The second question was about leading my team through challenges and how I role-modeled, built, and supported resilience in the team. What I really focused on here was the fact that resilience comes from self-care (which I cannot control, but I can encourage), and a sense of belonging and purpose (which is my responsibility to help build). SO, I focus on helping make sure my team understands how their work impacts our customers and overall business. I also try to make sure that they feel like they are cared about. A leader I truly admire, Rani Borkar, once told me that her motto is “people first, business always.” I have always loved that. Your people will know if you care about them, and hopefully if you are there and present for them in the good times, they will know to come to you in the tough ones. So I check in on them. I invest in skip level meetings. I pay careful attention to employee engagement surveys. I gather and analyze manager feedback. I ask the questions, try to reflect back what I have heard to make sure I really understand the perspective correctly, and then I make sure I am taking action based on the feedback.

The last question was about a time when things did NOT go well with respect to resiliency and in retrospect what you wish you had done instead. The experience I shared here was when I was coming back from maternity leave, exhausted and less capable of self-care because of my new role at home. It happened to also be a time when my husband was traveling a lot to be with his father who had been diagnosed with cancer, and he was trying to help manage his father’s care from the opposite coast.
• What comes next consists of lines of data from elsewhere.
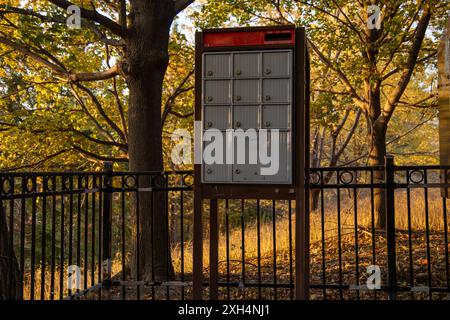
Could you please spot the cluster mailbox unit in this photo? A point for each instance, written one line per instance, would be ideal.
(251, 79)
(248, 89)
(444, 107)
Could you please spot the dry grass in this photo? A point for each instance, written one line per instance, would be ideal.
(324, 238)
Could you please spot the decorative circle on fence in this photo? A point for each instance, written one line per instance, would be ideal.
(49, 184)
(29, 184)
(159, 181)
(188, 180)
(315, 178)
(130, 182)
(66, 182)
(8, 186)
(84, 182)
(346, 177)
(416, 176)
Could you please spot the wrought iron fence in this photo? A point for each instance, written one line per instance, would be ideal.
(92, 235)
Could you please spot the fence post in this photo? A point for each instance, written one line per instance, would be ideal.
(390, 226)
(107, 210)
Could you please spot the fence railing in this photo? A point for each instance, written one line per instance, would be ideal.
(128, 235)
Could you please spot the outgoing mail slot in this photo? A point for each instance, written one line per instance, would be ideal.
(246, 65)
(246, 92)
(217, 92)
(247, 171)
(217, 66)
(218, 171)
(285, 161)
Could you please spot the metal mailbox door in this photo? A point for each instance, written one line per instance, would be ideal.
(277, 64)
(276, 91)
(217, 66)
(246, 92)
(217, 92)
(218, 172)
(245, 117)
(246, 172)
(246, 65)
(217, 117)
(284, 172)
(275, 117)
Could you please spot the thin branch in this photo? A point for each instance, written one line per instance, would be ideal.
(93, 15)
(98, 157)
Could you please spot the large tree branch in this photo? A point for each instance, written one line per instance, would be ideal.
(35, 164)
(102, 111)
(397, 93)
(58, 68)
(338, 71)
(93, 15)
(180, 5)
(97, 156)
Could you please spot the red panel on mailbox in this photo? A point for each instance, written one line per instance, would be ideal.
(248, 38)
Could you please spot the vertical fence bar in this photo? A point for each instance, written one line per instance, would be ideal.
(213, 251)
(107, 219)
(390, 226)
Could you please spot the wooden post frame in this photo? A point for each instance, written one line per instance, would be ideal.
(256, 40)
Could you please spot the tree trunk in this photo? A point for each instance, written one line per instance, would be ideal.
(377, 143)
(10, 279)
(147, 53)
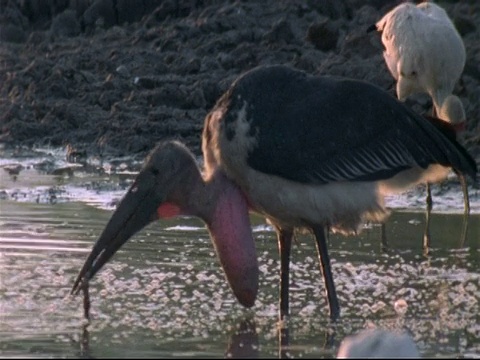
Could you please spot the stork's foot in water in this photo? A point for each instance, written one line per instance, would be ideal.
(322, 249)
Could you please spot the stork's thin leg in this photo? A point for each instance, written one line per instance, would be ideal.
(384, 237)
(322, 250)
(429, 198)
(466, 199)
(466, 210)
(284, 238)
(284, 341)
(426, 233)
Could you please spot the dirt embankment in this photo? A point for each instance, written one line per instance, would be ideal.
(116, 76)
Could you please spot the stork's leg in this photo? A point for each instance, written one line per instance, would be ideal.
(284, 237)
(466, 199)
(429, 198)
(426, 233)
(466, 210)
(322, 250)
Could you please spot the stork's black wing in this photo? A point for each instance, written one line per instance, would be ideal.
(316, 129)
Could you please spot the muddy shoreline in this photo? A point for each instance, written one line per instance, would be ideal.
(112, 79)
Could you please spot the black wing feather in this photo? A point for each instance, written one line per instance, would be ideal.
(315, 129)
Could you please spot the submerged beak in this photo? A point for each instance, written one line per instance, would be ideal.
(137, 209)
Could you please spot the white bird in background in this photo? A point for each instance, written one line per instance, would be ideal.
(425, 54)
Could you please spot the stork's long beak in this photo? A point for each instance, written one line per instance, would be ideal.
(136, 210)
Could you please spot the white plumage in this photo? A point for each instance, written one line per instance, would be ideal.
(424, 53)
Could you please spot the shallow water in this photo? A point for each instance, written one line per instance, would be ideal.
(164, 294)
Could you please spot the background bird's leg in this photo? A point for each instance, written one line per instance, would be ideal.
(466, 211)
(284, 237)
(322, 250)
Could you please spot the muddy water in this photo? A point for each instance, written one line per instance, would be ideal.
(164, 295)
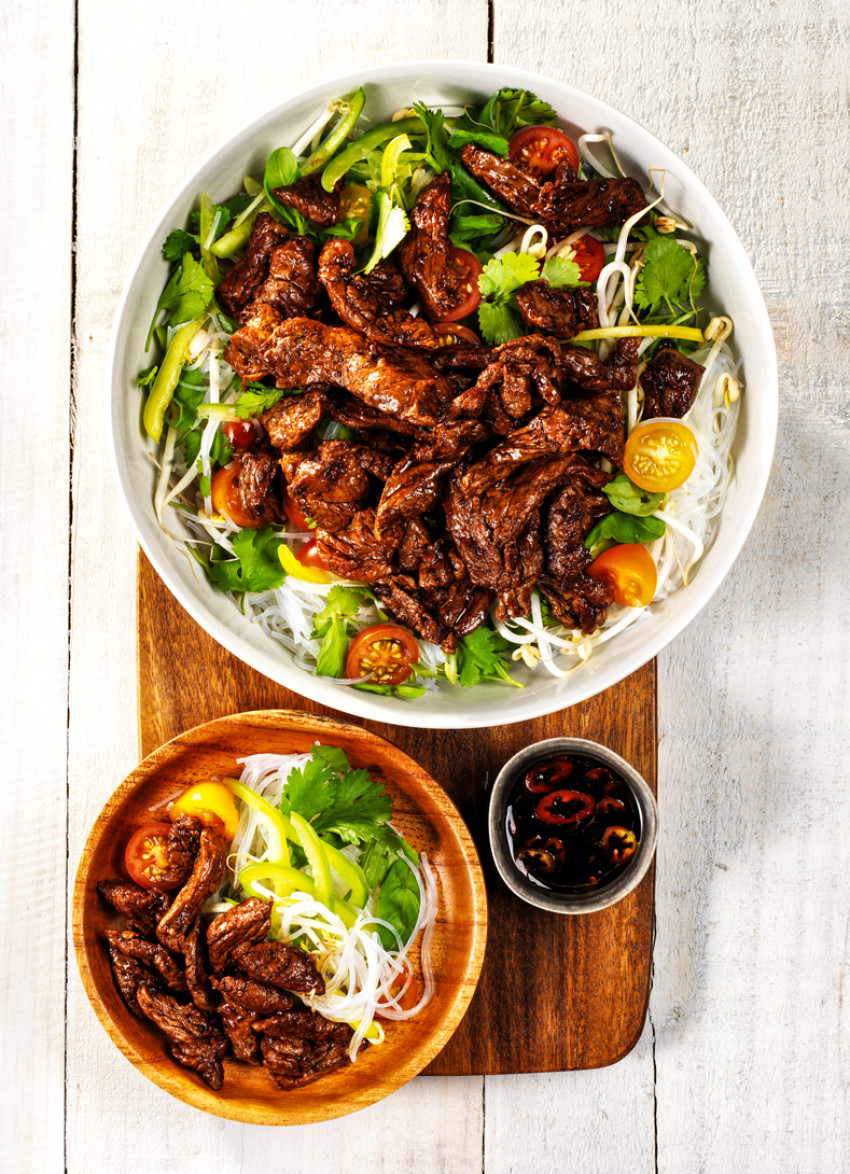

This time was one of the most difficult in my career: everything got under my skin because I was often solo parenting with an infant and a two-year-old, not getting enough sleep, exercise, support, etc. There are many work experiences I could share where I wish I had been able to show up with more grace. I gritted through it, unfortunately my father-in-law did not make it, my husband’s travel slowed down, and our family entered the phase of mourning and healing, but every single day was so hard. I wish I had been willing to cut myself some slack: specifically get extra help in terms of childcare, reach out for more emotional support, seek coaching and mentorship at my company, etc. When I came through that experience, I absolutely learned what NOT to do, and have since handled periods of extreme stress much better.

My parting advice was this: engineering and product development are careers where you are constantly learning, and there will always be phases where you have to work through ambiguity, solve complex problems, and manage stressful situations (quality challenges, gnarly bugs, high priority launches with many moving pieces, stakeholders who disagree strongly, etc.) In order to do this work well, you HAVE to be able to show up as your best self, which means you need to prioritize resilience.